Maximum Entropy: Total Bayesianism

Monday, October 8, 2012

Total Bayesianism

If you've read even a small sample of the material I've posted so far, you'll recognize that one of my main points concerns the central importance of Bayes' theorem. You might think, though, that the most basic statement of this importance is something like "Bayes' theorem is the most logical method for all data analysis." This, for me though, falls far short of capturing the most general importance of Bayes' rule.

Bayes' theorem is more than just a method of data analysis, a means of crunching the numbers. It represents the rational basis for every aspect of scientific method. And since science is simply the methodical application of common sense, Bayes' theorem can be seen to be (together with decision theory) a good model for all rational behaviour. Indeed, it may be more appropriate to invert that, and say that your brain is a superbly adapted mechanism, evolved for the purpose of simulating the results of Bayes' theorem.

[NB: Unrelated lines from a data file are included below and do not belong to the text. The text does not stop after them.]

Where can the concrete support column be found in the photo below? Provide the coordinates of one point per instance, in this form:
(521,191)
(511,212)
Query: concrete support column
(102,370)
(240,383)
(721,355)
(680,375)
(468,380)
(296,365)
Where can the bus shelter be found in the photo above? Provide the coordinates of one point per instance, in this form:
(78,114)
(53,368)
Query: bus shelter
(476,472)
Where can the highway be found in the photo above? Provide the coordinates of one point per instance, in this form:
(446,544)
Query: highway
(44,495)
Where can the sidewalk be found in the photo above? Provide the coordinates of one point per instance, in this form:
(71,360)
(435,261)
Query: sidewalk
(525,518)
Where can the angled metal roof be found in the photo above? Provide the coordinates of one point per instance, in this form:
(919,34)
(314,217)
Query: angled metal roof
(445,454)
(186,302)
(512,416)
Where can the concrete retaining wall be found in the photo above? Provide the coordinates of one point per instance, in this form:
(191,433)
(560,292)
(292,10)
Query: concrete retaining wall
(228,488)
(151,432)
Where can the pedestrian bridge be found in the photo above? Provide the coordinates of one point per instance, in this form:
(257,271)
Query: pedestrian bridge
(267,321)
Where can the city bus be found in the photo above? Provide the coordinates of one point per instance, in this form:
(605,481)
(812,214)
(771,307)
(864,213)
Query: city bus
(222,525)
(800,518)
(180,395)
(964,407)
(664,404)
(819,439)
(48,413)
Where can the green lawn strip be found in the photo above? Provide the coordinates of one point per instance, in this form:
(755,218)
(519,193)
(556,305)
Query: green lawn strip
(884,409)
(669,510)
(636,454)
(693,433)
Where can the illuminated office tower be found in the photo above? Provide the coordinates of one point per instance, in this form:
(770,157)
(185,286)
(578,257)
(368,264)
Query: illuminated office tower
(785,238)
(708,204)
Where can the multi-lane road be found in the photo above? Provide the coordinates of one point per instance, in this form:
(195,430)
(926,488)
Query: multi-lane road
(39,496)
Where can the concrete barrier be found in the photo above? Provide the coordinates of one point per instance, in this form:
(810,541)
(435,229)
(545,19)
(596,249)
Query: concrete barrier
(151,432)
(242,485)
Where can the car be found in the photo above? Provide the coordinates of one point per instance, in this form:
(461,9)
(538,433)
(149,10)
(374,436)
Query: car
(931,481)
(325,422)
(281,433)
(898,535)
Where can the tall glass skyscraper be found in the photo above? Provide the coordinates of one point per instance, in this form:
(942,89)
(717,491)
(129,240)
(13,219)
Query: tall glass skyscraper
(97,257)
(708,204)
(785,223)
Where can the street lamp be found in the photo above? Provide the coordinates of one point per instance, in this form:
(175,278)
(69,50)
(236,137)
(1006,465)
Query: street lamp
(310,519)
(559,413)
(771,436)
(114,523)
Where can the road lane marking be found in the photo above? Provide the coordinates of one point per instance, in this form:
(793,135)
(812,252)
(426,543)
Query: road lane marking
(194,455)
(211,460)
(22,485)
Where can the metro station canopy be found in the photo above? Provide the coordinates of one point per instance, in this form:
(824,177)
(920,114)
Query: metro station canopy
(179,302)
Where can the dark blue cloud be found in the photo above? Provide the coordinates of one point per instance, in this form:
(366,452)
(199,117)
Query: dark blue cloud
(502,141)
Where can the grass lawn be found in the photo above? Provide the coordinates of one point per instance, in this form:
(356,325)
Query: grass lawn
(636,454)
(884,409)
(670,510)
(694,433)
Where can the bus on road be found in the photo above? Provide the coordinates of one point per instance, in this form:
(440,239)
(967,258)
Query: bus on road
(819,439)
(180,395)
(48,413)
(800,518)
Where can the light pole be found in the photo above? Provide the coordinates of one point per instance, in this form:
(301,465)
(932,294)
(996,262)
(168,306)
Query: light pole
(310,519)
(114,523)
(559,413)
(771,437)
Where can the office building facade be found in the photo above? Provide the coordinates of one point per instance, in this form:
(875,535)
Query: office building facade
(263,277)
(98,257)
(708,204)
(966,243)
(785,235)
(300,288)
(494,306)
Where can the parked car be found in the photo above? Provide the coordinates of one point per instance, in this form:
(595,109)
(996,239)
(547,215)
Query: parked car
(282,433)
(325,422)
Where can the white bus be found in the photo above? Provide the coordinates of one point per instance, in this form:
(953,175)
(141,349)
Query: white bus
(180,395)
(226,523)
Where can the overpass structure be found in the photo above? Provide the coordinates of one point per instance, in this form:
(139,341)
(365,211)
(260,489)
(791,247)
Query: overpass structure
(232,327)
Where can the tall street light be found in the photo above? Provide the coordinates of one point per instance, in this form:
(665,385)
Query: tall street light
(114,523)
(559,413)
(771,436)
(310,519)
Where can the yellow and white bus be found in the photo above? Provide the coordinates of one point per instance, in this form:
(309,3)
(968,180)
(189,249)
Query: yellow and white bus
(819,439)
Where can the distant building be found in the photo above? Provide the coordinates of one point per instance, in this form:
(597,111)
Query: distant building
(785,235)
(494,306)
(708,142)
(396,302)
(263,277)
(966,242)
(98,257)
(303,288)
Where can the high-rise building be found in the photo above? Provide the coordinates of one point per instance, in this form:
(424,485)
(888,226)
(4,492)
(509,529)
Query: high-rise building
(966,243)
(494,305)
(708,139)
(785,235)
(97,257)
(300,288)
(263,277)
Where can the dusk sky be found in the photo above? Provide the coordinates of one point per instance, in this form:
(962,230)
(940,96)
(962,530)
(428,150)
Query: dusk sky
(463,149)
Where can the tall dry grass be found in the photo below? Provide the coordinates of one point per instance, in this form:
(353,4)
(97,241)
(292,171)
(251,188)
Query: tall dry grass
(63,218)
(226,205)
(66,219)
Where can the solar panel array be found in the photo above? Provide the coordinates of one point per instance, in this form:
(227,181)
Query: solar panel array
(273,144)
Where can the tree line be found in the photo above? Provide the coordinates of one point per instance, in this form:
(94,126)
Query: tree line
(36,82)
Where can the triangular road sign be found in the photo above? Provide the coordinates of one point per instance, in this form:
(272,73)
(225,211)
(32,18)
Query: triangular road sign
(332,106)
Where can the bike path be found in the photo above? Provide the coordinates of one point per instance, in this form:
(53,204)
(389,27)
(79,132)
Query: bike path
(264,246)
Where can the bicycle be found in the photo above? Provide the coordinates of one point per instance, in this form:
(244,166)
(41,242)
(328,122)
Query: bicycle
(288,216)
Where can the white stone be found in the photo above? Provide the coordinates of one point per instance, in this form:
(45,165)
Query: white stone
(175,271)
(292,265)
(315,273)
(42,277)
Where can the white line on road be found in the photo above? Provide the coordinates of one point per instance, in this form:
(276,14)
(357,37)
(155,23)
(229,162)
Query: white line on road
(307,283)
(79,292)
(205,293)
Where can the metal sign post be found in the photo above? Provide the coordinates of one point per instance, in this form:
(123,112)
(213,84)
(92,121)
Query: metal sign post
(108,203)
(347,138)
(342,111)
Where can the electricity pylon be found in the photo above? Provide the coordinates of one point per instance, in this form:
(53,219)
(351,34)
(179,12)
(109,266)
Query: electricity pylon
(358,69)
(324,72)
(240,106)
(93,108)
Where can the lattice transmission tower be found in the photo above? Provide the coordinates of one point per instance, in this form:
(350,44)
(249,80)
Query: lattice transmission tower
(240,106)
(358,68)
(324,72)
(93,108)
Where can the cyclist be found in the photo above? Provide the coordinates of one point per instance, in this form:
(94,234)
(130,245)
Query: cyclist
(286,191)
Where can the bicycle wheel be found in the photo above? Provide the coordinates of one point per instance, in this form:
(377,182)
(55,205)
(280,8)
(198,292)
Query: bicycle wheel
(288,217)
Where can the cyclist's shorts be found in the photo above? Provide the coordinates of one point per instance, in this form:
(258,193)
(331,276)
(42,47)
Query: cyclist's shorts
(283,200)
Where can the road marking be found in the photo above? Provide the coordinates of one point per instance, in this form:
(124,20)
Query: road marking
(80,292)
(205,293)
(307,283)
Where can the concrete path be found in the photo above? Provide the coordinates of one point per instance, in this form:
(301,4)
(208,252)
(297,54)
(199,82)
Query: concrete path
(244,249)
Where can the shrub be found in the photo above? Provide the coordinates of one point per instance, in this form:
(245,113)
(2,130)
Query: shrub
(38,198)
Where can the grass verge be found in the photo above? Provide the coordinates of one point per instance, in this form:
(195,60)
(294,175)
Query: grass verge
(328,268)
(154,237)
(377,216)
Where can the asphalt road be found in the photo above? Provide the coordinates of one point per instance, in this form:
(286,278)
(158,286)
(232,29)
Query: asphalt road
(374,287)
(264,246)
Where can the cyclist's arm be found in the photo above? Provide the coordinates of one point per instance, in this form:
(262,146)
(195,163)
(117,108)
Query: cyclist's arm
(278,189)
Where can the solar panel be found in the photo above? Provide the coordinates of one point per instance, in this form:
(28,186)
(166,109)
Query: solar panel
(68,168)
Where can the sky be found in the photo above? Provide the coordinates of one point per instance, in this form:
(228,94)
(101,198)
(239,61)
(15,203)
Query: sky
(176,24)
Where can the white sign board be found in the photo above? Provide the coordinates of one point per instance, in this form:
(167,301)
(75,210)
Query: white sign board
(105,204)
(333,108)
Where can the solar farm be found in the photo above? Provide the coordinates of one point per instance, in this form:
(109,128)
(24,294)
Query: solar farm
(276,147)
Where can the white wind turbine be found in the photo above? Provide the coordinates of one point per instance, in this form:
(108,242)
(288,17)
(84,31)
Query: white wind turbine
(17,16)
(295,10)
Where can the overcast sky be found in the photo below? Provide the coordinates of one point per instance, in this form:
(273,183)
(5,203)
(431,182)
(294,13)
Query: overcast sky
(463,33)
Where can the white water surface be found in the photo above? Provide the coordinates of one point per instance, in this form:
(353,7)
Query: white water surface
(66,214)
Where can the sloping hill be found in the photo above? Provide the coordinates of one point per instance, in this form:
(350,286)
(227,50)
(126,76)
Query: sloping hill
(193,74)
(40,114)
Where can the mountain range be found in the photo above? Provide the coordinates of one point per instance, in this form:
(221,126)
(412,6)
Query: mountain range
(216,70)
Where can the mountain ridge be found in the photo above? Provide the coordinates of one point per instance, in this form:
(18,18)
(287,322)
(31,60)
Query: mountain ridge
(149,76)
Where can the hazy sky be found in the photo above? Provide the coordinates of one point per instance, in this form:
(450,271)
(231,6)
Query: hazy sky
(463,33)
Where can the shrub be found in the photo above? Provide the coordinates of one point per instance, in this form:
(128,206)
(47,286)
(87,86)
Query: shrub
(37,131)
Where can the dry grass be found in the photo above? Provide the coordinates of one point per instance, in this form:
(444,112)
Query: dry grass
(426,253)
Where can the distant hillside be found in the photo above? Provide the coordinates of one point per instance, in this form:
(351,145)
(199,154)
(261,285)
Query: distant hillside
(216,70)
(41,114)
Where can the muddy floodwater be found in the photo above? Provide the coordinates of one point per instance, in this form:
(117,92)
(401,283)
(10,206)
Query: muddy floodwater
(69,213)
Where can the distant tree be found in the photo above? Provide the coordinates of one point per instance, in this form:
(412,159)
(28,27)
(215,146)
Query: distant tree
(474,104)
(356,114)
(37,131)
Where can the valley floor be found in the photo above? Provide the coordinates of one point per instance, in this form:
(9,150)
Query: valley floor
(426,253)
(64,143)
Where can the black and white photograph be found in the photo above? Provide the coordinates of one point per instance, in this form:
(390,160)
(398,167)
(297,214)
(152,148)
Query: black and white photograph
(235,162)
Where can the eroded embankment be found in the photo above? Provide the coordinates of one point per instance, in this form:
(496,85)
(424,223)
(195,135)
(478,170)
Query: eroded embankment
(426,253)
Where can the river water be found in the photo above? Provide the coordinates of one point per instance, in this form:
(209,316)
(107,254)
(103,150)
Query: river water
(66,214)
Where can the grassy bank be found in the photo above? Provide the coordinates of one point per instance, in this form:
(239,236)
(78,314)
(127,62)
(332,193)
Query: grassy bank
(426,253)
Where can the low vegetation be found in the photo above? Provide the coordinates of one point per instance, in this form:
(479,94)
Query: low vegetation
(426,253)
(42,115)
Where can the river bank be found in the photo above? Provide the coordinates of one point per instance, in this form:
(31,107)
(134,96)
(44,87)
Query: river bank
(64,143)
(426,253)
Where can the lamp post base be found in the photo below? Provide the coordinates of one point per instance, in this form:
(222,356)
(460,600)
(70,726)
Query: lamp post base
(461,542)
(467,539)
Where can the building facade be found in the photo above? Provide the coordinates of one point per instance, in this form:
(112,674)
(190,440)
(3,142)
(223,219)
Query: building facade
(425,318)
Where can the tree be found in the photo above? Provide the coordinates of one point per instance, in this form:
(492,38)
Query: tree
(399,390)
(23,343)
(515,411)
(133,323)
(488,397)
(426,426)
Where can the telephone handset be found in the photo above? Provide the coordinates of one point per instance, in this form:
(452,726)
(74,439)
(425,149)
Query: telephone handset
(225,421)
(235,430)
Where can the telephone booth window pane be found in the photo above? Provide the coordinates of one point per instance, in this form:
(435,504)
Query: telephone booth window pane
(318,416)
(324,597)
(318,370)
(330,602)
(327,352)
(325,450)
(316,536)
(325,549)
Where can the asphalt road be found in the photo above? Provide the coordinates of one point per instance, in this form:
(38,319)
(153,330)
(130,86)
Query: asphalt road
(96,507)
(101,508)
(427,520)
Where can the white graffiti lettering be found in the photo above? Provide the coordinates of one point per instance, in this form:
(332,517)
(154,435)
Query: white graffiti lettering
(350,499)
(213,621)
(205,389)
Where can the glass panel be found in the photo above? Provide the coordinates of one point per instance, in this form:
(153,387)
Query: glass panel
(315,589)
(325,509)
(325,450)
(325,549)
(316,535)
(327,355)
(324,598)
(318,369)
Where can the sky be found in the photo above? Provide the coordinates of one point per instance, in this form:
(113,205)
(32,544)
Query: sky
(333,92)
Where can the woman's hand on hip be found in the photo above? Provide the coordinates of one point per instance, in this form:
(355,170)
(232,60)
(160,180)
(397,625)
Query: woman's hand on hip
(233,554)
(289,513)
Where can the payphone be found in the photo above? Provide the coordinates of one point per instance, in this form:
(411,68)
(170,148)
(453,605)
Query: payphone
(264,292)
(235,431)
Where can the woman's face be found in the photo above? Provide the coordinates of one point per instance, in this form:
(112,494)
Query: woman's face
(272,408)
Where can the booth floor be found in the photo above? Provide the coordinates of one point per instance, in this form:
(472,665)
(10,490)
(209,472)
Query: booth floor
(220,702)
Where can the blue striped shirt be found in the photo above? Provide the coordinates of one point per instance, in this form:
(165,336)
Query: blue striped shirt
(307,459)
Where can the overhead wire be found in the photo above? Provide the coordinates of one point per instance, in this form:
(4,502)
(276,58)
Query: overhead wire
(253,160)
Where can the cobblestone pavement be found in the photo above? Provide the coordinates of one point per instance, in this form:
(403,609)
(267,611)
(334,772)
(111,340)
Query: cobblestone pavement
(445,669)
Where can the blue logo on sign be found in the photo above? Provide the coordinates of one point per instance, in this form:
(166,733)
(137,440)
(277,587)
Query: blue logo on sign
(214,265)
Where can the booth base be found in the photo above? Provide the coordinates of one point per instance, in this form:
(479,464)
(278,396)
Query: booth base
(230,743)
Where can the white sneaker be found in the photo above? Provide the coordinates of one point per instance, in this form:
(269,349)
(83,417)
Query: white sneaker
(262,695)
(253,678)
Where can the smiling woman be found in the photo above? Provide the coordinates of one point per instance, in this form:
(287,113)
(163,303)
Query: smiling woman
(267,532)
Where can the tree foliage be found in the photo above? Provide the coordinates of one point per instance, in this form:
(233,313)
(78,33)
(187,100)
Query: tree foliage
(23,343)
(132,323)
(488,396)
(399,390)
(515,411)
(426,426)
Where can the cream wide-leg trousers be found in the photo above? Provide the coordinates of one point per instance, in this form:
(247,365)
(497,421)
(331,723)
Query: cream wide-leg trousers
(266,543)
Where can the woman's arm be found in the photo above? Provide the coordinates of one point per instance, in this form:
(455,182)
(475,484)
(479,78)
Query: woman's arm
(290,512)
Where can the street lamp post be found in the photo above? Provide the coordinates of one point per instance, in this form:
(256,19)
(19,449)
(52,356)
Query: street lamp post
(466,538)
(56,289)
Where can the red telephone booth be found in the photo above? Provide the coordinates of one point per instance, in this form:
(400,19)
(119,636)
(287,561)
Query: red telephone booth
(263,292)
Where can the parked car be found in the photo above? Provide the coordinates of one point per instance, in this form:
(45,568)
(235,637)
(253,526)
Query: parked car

Because I equate scientific method with all rational behaviour, I am no doubt opening myself up to the accusation of scientism¹, but my honest response is: so what? If I am more explicit than some about the necessary and universal validity of science, this is only because reason has led me in this direction. For example, P.Z. Myers, author of the Pharyngula blog (vastly more well known than mine, but you probably knew that already), is one of the great contemporary advocates of scientific method - clear headed and craftsmanlike in the way he constructs his arguments - but in my evidently extreme view, even he can fall short, on occasion, of recognizing the full potential and scope of science. In one instance I recall, when the league of nitwits farted in Myers' general direction, and he himself stood accused of scientism, he deflected the accusation, claiming it was a mistake. My first thought, though, is "hold on, there's no mistake." Myers wrote:

The charge of scientism is a common one, but it’s not right: show us a different, better path to knowledge and we’ll embrace it.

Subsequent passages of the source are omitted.